Khoj occupies a unique position in the AI tools landscape as a personal knowledge companion that bridges your private documents with the reasoning capabilities of large language models. Unlike generic chat interfaces that rely solely on training data, Khoj indexes your files using semantic embeddings and retrieves relevant context before generating answers, dramatically reducing hallucinations when working with your own content. The system supports a wide range of document formats including PDFs, Markdown files, Notion pages, Word documents, and org-mode files, making it compatible with most knowledge workers' existing workflows without requiring format conversion.

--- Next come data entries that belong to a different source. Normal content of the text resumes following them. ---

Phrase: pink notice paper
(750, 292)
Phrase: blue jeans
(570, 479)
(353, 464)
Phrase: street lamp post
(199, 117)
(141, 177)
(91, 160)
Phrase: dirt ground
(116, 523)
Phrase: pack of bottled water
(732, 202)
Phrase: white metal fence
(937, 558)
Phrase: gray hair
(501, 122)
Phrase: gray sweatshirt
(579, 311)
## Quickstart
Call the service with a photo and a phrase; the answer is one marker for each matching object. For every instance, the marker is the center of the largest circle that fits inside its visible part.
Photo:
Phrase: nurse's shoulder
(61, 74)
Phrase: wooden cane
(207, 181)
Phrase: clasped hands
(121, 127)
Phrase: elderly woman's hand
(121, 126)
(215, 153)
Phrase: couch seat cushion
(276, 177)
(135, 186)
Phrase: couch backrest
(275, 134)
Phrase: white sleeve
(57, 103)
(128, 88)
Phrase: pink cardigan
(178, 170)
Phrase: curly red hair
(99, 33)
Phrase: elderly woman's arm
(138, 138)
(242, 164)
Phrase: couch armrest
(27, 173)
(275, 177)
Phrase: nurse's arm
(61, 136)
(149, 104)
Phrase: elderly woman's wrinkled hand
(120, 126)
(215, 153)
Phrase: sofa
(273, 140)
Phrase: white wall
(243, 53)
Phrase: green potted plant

The platform's agent system allows users to create specialized AI assistants with custom knowledge bases, personas, and tool access. A research agent might have access to academic papers and web search, while a project assistant might draw only from specific repository documentation. Khoj's scheduled automation feature enables recurring research tasks that deliver results as personal newsletters or notifications. The deep research mode performs multi-step investigation across both local documents and web sources, synthesizing findings into comprehensive reports.
Khoj scales from a fully offline, on-device deployment using local models through Ollama to a cloud-hosted enterprise installation with team management and SSO. The self-hosted option runs via Docker or pip with complete data sovereignty, while the hosted version at app.khoj.dev offers a free tier for individual users. With over 33,000 GitHub stars, Y Combinator backing, native Obsidian and Emacs plugins, and support for image generation and voice interaction, Khoj has established itself as the leading open-source alternative to commercial AI assistants for knowledge-intensive work.